LINDA MILLER CROSSRAIL
With 20 years of engineering experience, Miller joined Crossrail in 2010, and is now project manager for the Connaught Tunnel.
A CRITICAL NEED FOR FEMALE ENGINEERS
BY ROMA AGRAWAL
WSP
National Women in Engineering Day isn’t just a celebration. It’s a landmark opportunity to draw attention to a critical economic point. The UK has the lowest proportion of female engineers in Europe – just six per cent of our engineers are women, compared with 18 per cent in Spain, 26 per cent in Sweden and 20 per cent in Italy.
I studied physics and then engineering because I loved the subjects. At university, it never bothered me that my physics course was extremely male-dominated, and I don’t believe being a woman is holding me back in my career now.
This is not the case for many young women.

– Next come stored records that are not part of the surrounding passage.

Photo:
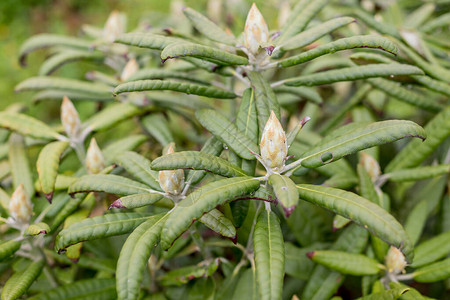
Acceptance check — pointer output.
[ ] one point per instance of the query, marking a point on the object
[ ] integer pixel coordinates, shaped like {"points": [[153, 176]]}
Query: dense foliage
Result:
{"points": [[220, 161]]}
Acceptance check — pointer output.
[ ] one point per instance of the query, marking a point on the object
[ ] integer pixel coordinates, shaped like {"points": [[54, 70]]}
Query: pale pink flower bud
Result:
{"points": [[171, 181], [114, 26], [20, 206], [70, 119], [273, 144], [130, 68], [395, 261], [256, 32], [95, 162], [370, 165]]}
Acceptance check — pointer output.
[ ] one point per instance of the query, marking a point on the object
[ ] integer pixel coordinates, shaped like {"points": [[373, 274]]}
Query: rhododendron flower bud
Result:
{"points": [[273, 144], [20, 206], [171, 181], [370, 165], [95, 162], [256, 32], [130, 68], [70, 119], [395, 261]]}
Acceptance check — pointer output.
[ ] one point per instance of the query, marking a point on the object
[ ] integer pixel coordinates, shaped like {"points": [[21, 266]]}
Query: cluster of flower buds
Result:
{"points": [[171, 181], [20, 206], [95, 162], [395, 261], [273, 144]]}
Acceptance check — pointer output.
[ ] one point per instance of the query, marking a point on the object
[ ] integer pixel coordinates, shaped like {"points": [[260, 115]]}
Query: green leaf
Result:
{"points": [[136, 200], [158, 126], [217, 221], [98, 227], [354, 73], [314, 33], [286, 192], [134, 256], [363, 212], [36, 229], [269, 255], [438, 129], [403, 94], [432, 250], [434, 272], [111, 115], [41, 41], [18, 161], [207, 53], [47, 166], [358, 139], [346, 263], [96, 288], [227, 132], [185, 274], [65, 84], [19, 283], [8, 248], [140, 167], [188, 88], [361, 41], [146, 40], [197, 160], [112, 184], [64, 57], [26, 125], [208, 28], [418, 173], [204, 200]]}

From a young age, there is an idea that science is not for girls; that it’s not cool. There’s also a severe lack of successful female scientists and engineers.
The definition of engineering varies wildly. It can mean anything from the guy fixing the washing machine to the builder, leading to a vicious cycle of misleading stereotypes.
To help resolve this we need to clearly define what engineering is and the multiple career paths it can open.
This is why I am an ambassador for the Your Life campaign – it allows me to spread the word, talk to women about the importance and reality of engineering and provide role models.
As part of the Ford Experience Day, celebrating Women in Engineering Day, I will be mentoring four young women on engineering and the career opportunities it can bring.
These girls are winners of Your Life’s national competition, the Formula 100, in which they triumphed by entering a video of themselves explaining what they would invent and why.
However more still needs to be done, not just to support young women, but to support the UK’s economy. We need to be thinking about women in engineering every day – not just celebrating their achievements once a year.